Back when I was religious and later, when I was "spiritual", I chose a set of explanations that helped me cope with that 'unknown'. Later still, when I realized that these didn't serve me and I declared myself agnostic, I swung toward science in an attempt to explain my world. Science, however, has as many holes and hypotheses regarding the nature of existence as religion and spirituality do.

From where I stand now, it just feels like I just swapped a set of stories for another in an attempt to address the unknown. Scientists claim that their explanations are more sound because of the scientific method, the presentation of evidence and the fact that, if things are done properly, results should be easily reproduced. However, the Universe isn't that neat. Things STILL happen. Real things. Chunks of experience occur in the Natural World all the time that won't fit that label of 'reproducible effects'.

People of Faith (and I say 'faith' with the capital 'F') of any path claim that their explanations are good too.
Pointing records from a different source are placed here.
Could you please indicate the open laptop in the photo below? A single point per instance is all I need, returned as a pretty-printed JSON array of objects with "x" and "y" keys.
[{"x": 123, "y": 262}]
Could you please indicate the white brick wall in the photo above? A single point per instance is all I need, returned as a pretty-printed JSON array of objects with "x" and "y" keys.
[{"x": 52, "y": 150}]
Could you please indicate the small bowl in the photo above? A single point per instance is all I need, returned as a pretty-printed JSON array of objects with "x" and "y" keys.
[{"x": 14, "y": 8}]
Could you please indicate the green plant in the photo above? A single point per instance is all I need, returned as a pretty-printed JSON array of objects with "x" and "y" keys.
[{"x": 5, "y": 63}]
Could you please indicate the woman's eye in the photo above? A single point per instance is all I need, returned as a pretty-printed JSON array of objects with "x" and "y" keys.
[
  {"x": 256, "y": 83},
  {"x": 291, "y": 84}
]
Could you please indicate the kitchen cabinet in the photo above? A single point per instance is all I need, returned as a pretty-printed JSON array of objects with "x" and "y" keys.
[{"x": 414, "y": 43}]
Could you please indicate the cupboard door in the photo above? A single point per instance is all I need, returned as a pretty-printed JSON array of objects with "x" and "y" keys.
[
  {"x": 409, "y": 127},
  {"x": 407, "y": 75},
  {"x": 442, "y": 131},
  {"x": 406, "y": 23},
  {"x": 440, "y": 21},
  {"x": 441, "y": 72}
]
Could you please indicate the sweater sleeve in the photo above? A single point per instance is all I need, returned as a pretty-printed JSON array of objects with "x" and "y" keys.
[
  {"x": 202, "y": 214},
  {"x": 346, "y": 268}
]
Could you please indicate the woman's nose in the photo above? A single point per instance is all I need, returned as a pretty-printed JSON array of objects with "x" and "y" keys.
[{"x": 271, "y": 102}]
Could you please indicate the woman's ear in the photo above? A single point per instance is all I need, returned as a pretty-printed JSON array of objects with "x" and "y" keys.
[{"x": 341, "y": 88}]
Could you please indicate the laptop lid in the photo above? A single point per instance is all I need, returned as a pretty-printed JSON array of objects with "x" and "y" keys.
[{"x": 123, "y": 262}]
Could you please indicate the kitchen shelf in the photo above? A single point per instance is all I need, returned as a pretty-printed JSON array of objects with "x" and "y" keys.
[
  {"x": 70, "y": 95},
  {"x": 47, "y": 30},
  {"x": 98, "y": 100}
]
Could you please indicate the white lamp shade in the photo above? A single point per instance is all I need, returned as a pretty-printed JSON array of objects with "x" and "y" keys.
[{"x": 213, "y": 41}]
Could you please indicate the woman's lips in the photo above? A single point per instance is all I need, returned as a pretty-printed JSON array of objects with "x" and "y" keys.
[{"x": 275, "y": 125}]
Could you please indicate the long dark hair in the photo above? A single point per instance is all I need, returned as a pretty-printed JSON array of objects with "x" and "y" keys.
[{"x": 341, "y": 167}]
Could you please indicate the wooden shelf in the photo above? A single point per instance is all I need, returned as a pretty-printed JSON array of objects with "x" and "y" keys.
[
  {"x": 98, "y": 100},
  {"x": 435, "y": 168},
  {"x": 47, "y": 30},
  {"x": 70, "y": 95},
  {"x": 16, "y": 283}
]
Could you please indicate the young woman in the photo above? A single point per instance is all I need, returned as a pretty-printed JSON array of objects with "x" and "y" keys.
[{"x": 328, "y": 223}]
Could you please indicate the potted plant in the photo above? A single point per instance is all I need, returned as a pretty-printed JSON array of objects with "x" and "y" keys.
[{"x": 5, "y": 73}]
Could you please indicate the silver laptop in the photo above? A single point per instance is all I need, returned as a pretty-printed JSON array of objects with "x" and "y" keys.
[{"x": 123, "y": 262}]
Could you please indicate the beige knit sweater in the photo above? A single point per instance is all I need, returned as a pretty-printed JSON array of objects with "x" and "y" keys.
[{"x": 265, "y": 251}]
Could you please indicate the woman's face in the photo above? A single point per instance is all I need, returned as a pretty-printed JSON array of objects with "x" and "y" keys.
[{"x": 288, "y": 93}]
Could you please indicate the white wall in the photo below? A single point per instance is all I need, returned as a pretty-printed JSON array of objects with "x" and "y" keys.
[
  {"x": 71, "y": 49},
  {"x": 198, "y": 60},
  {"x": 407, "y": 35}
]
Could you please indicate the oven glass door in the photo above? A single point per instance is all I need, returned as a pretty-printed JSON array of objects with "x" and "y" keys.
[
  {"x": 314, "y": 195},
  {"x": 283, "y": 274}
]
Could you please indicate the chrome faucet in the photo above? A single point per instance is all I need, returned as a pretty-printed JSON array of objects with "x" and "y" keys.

They feel energies and the prescence of the Divine (no Ted, not the drag queen....lol....and not Bette Midler, either) and they feel fairly confident that if you feel something it's evidence enough, even if you can't explain it or reproduce it and that seems to work for them. The reason why that didn't work for me anymore was that I couldn't really distinguish that 'feeling' from other effects of my own biology. How could I separate that 'feeling' from other effects of my own brain chemistry? How could ANYONE, really? I have had moments when I truly felt the presence of God. I have also taken ecstasy and felt the same thing. Or chanted. Or danced naked... in the moonlight... in a drum circle. So which ones are valid and 'real' and which ones are purely 'chemical'? What makes one valid and not another?

Nothing really has changed. I just swapped mysteries and explanations. And yet, the 'oddness' is still there. The 'unexplained', the creepy, the awe-inducing is still there.

But now....I think I'm just going to live my life and stop trying to explain it. Regardless of whether it's the Hand of God or the cusp of biology that makes the Universe go 'round....

I think it's possible to live with a sense of Opennes, Awe and Wonder, with a thirst for knowlege, but at the same time letting go of our 'need to know'. That's MY theory, at least, but I think it's one I can get behind on.